OpenStack

Summit Presentation

This is a presentation on the state of CSAIL's private cloud infrastructure and what we were doing with it in 2013 that I presented at the Hong Kong Summit. I did update the presentation for OpenStack Days Istanbul in 2016, but while I thought that was recorded I can't seem to find it just now.

I really should update in any event as some interesting new use cases that are more "production" and less "research" are on our cloud now. For one example the World Wide Web Consortium has nearly completed a physical to virtual move from hardware in our data centers on to our private cloud. The Appinventor Project also makes use of our cloud as part of a (fairly wild) multicloud strategy which would make a great presentation in itself, though that is a tale for someone else.

User Committee

From July 2014 to August 2017 I sat on the OpenStack User Committee (UC). Uniquely (so far as I know) in OpenStack governance the committee under the Board of Directors co-equal with the Technical Committee (TC) and coordinates working groups on non-development topics such as operational best practices and use case development. The UC also works to represent the interest of the end user community to the Board and TC both directly and through a semi-annual user survey.
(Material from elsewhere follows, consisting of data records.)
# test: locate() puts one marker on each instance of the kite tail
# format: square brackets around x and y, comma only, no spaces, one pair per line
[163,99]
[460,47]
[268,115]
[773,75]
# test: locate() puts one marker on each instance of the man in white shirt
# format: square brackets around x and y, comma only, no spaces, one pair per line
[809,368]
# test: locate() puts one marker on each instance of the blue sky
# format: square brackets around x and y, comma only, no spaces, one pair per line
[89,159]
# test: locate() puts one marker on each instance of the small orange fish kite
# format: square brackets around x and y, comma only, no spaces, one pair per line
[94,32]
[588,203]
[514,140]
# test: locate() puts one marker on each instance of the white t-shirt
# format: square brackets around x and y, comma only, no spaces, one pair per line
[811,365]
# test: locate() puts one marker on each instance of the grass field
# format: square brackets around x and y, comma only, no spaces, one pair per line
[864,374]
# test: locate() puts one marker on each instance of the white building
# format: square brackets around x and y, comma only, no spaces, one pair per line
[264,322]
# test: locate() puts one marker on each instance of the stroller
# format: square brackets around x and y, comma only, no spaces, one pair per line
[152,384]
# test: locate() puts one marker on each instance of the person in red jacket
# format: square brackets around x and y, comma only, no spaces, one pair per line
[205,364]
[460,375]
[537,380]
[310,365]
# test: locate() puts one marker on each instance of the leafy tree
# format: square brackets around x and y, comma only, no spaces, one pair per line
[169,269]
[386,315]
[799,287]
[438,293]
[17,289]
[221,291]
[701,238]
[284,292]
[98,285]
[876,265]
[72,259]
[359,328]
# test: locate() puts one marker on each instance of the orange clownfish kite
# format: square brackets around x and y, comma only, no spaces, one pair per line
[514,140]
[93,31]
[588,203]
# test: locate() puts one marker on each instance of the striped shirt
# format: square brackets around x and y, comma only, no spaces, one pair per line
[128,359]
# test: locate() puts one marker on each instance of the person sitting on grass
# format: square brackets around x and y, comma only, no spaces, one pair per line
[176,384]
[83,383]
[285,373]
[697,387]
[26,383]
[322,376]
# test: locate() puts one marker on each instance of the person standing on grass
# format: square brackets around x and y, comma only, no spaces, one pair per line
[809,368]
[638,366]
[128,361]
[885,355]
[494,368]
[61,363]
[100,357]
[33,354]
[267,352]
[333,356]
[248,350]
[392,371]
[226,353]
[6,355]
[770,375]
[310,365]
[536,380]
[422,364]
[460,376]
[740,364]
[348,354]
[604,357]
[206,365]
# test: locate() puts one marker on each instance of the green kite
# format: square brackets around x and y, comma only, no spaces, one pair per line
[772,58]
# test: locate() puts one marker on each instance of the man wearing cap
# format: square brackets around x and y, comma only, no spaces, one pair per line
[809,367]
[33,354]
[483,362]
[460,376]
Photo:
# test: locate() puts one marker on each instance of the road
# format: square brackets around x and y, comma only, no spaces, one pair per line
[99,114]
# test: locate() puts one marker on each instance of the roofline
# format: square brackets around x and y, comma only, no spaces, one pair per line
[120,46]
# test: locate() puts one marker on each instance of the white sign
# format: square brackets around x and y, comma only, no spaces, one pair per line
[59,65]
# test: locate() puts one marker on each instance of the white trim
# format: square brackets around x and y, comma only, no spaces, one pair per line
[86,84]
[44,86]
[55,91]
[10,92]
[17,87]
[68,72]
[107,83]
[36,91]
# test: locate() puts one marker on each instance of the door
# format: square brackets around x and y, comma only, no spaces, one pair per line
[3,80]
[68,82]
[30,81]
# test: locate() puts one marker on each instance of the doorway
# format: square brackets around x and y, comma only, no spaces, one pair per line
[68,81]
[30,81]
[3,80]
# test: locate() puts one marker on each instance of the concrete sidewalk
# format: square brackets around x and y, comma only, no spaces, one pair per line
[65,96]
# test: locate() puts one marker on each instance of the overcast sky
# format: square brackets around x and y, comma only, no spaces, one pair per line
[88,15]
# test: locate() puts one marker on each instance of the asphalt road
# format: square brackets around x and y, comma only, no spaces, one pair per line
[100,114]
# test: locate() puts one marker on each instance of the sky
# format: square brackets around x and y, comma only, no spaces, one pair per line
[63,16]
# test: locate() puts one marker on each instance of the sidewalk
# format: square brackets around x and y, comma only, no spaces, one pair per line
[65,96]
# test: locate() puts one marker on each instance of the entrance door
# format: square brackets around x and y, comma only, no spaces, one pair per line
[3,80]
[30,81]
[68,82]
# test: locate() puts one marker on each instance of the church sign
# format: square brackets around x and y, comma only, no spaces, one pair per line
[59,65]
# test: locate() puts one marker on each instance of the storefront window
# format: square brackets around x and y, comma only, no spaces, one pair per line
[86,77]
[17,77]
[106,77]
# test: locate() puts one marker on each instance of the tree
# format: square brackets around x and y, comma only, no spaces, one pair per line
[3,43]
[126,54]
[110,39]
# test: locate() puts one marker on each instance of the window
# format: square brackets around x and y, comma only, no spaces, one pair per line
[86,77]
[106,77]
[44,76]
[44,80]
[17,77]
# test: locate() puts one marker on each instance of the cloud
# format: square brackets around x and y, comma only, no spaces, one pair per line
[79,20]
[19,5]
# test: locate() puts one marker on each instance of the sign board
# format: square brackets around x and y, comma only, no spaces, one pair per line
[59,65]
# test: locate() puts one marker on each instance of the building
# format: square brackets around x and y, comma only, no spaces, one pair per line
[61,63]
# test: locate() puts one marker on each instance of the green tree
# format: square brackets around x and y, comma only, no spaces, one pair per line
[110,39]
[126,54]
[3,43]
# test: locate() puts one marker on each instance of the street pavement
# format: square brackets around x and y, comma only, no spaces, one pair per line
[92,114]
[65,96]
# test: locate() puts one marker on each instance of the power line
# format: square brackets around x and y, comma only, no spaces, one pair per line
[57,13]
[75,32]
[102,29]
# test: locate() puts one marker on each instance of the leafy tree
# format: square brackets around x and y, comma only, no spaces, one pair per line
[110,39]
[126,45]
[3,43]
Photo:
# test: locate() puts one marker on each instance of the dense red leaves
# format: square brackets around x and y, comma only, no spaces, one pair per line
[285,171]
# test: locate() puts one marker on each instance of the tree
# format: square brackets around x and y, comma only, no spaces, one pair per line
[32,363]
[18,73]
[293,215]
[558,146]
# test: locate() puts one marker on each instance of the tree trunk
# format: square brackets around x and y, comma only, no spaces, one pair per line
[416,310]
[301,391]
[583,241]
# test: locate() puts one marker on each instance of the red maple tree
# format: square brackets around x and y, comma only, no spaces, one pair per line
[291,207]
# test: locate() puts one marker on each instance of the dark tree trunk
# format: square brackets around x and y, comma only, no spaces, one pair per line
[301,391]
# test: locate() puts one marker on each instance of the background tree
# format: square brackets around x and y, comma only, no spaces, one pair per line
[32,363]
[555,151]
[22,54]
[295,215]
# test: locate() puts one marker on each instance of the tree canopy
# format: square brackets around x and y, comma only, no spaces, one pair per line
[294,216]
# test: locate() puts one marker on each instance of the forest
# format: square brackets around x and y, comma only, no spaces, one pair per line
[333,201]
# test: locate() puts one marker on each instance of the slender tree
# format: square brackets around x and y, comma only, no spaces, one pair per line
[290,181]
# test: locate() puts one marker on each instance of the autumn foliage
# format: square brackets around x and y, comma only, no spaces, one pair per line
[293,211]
Perhaps the most important lesson I took away from this interview is that while it may be inconvenient to travel with a razor, you can always get one when you land.

Operations Manual

In my day to day work at CSAIL as in many technical environments keeping documentation up to date is challenging at best. We typically set new hires to work going through our documentation and asking question (and subsequently fixing) when it is insufficient or incorrect, so when I started on OpenStack I took on that role myself and became involved in the documentation project. Through this work of using and correcting the documentation for our real world operational challenges I was invited to participate in five day "book sprint" to write a complete operational manual for OpenStack.OpenStack Operations Manual cover

I enjoy physical printed books for literature, but find them an odd choice for rapidly evolving technical material. None the less I am a co-author of the OpenStack Operations Guide published by O'Reilly. In my defense this also exists as a living electronic document that can be rapidly adapted as the software it documents changes.

The four opens

The "Four Opens", perhaps even more than their actual cloud software, is a key contribution of the OpenStack Foundation

  • Open Source
  • Open Community
  • Open Development
  • Open Design

OpenStack isn't the only open-source project project or even the first to operate by these values, Wikimedia and to a slightly lesser (more developer centric) extent Debian come to mind as prior example. What OpenStack adds is making this central to their messaging and practice as well as really pushing to expand and engage end users who are not necessarily core code or content contributors.

As in all human endeavors this is rarely perfect, but by working to bring in those otherwise outside ideas and use cases OpenStack has a much more vibrant and flexible product in the end. Obviously this radical openness doesn't always translate to other management situations, but if we make open process and transparency the default and "trust me" the exception we can better build that trust base for when we cannot be open.